Kayyem's comments came after CNN turned its focus away from Los Angeles and toward Manhattan's theater district, where it aired a "special" live broadcast of Good Night, and Good Luck, Clooney's Broadway adaptation of the 2005 film chronicling former CBS broadcaster Edward Murrow.
CNN ran a segment on Los Angeles around 6 p.m. eastern time before cutting to interviews with Clooney and the play's director, a Washington Free Beacon review found. A "pre-show" special then aired from 6:30 to 7 p.m. before the play aired uninterrupted from 7 to 9 p.m. CNN also aired a post-show panel hosted by Anderson Cooper, cutting away from it at one point to detail the clashes in California and break the network's roughly three-hour gap in coverage. Kayyem then joined for much of the 10 p.m. hour.
The violence in Los Angeles unfolded as protesters attempted to impede ICE raids taking place in the city. They burned an American flag, vandalized cars, setting one on fire, and pelted rocks at law enforcement officials, injuring one. Dozens were arrested throughout the day for "imped[ing] agents in their ability to conduct law enforcement operations."
Kayyem has a history of downplaying left-wing violence. Last week, she blasted the FBI for labeling the anti-Semitic firebombing at an Israeli hostage march in Colorado a "targeted terror attack." "It makes law enforcement look so disorganized and it makes the FBI look so juvenile," she said.

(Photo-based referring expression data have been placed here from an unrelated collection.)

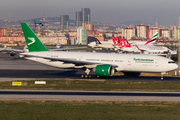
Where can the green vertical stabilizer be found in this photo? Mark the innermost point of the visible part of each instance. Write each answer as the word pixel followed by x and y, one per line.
pixel 32 41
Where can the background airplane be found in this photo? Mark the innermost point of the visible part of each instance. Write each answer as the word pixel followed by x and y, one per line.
pixel 123 45
pixel 103 64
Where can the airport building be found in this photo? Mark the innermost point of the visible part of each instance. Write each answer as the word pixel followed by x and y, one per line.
pixel 152 31
pixel 64 22
pixel 166 32
pixel 128 32
pixel 82 36
pixel 141 30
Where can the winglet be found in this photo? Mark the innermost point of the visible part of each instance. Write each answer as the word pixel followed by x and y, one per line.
pixel 115 41
pixel 32 41
pixel 152 39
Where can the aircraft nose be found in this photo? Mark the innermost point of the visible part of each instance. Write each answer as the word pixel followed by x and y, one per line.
pixel 173 66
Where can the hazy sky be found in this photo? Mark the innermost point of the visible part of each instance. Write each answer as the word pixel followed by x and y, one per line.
pixel 106 11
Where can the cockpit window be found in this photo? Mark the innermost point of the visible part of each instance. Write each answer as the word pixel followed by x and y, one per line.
pixel 171 62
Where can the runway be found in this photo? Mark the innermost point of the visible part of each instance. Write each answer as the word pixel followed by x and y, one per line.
pixel 88 95
pixel 20 69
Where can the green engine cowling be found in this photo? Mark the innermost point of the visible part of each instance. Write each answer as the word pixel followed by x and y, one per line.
pixel 104 70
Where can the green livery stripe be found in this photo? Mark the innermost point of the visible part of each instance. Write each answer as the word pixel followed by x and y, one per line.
pixel 32 41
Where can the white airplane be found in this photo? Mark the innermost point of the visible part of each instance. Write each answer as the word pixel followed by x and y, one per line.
pixel 103 64
pixel 123 45
pixel 109 43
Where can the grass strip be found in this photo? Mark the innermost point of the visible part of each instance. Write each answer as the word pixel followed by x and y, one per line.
pixel 95 85
pixel 88 110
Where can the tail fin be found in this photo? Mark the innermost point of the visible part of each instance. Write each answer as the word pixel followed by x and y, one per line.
pixel 115 41
pixel 97 41
pixel 32 41
pixel 124 43
pixel 152 39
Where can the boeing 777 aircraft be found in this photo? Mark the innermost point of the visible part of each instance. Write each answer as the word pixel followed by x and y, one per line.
pixel 103 64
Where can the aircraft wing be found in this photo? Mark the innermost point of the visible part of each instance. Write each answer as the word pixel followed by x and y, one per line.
pixel 60 49
pixel 77 62
pixel 10 50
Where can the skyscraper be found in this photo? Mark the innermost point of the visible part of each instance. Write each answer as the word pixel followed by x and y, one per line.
pixel 78 18
pixel 83 16
pixel 64 22
pixel 86 16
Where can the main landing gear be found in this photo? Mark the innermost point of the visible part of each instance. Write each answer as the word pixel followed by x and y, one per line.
pixel 162 74
pixel 87 75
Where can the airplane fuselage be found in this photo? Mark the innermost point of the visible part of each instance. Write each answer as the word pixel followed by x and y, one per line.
pixel 123 62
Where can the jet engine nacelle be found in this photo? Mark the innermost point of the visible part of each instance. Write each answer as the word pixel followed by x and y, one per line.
pixel 104 70
pixel 12 54
pixel 132 73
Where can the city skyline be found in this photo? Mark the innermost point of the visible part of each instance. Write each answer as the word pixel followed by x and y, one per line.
pixel 114 11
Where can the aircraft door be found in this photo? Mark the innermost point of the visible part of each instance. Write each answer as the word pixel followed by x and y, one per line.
pixel 157 63
pixel 129 61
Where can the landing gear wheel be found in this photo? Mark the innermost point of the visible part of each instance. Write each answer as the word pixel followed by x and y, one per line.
pixel 82 76
pixel 86 76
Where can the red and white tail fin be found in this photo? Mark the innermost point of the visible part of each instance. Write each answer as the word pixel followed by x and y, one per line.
pixel 124 42
pixel 115 41
pixel 152 39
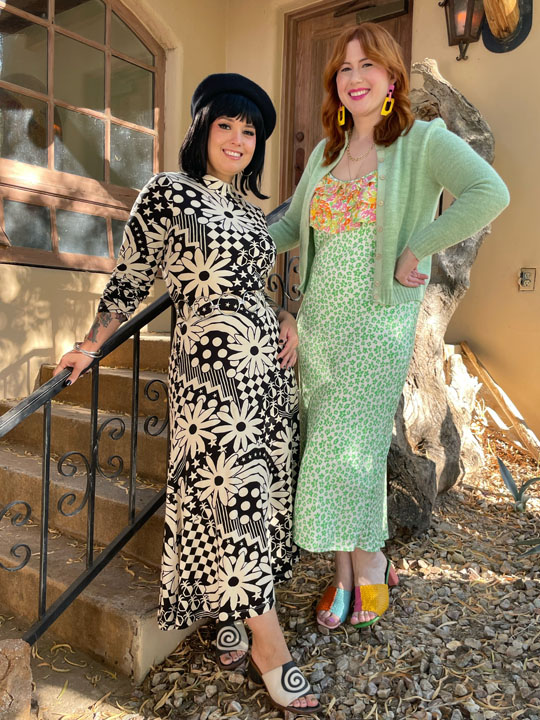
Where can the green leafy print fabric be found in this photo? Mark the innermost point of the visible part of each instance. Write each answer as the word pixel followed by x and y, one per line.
pixel 354 357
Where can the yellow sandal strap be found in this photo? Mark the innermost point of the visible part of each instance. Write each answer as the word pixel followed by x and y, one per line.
pixel 371 598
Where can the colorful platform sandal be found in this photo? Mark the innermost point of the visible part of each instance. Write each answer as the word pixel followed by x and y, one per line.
pixel 231 637
pixel 374 598
pixel 284 685
pixel 334 600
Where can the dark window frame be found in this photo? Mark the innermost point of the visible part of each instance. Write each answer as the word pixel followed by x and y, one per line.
pixel 60 190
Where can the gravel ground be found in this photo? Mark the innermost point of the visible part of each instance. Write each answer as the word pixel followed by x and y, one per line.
pixel 460 640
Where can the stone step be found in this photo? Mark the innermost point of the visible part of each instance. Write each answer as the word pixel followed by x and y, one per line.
pixel 114 619
pixel 70 432
pixel 115 389
pixel 154 353
pixel 20 479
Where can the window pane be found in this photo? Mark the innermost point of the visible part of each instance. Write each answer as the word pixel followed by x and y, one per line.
pixel 23 128
pixel 81 233
pixel 79 144
pixel 23 52
pixel 125 41
pixel 36 7
pixel 79 73
pixel 87 18
pixel 132 93
pixel 132 157
pixel 27 225
pixel 118 234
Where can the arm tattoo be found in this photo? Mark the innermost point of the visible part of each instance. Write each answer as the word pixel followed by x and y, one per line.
pixel 103 320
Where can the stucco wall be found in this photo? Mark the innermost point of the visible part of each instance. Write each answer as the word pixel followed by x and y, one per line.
pixel 500 323
pixel 43 311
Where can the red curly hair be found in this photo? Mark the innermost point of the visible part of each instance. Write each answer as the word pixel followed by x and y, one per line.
pixel 379 46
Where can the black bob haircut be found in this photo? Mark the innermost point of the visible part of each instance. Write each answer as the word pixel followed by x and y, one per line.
pixel 193 156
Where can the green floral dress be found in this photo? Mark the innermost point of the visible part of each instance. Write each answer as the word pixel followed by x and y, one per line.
pixel 354 357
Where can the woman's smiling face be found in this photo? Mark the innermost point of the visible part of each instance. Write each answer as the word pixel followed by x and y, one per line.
pixel 362 84
pixel 231 144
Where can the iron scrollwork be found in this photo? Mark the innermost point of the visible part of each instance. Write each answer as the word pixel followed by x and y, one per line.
pixel 153 425
pixel 68 469
pixel 19 519
pixel 114 461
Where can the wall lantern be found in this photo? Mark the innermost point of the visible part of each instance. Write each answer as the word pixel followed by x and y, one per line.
pixel 463 22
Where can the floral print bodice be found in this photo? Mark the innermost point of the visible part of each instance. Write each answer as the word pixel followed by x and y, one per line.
pixel 339 206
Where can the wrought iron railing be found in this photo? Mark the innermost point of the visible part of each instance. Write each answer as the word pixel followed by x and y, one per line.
pixel 20 511
pixel 68 505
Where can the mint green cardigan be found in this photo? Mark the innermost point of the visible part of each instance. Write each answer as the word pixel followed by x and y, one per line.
pixel 413 171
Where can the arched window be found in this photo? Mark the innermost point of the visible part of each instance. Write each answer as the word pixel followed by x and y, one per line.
pixel 81 119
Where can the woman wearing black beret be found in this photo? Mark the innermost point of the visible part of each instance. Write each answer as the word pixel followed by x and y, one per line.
pixel 232 392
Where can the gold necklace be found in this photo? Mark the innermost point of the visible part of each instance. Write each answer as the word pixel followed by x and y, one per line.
pixel 358 159
pixel 361 157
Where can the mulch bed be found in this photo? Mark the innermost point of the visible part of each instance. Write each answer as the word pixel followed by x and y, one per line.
pixel 460 640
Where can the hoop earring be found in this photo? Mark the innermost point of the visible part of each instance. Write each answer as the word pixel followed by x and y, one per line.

Kayyem took a different approach when discussing truck drivers who protested COVID-19 vaccine requirements in 2022. In that case, Kayyem called to arrest drivers, slash their tires, and suspend their licenses. "Trust me, I will not run out of ways to make this hurt. … These things fester when there are no consequences," she said at the time.
President Donald Trump responded to the scenes in Los Angeles by pledging to "step in and solve this problem, RIOTS & LOOTERS, the way it should be solved," echoing his rhetoric from the summer of 2020, when violent demonstrations broke out in the wake of George Floyd's death in Minneapolis. CNN was widely criticized for its coverage of those demonstrations, which included a caption detailing "Fiery But Mostly Peaceful Protests" as a building burned in the background.
Trump went on to sign a Saturday presidential memorandum deploying 2,000 National Guardsmen "to address the lawlessness that has been allowed to fester." On Sunday morning, National Guard troops began rolling into Los Angeles, assembling downtown at the federal building that houses the Metropolitan Detention Center, which has been the site of anti-ICE clashes.
The LAPD initially described Saturday’s protests as "peaceful." Later that evening, however, LAPD’s Central Division declared an unlawful assembly outside a federal building in downtown Los Angeles.
On her TikTok campaign account, Rep. Norma Torres (D., Calif.) called for ICE to "get the f— out of LA so that order can be restored."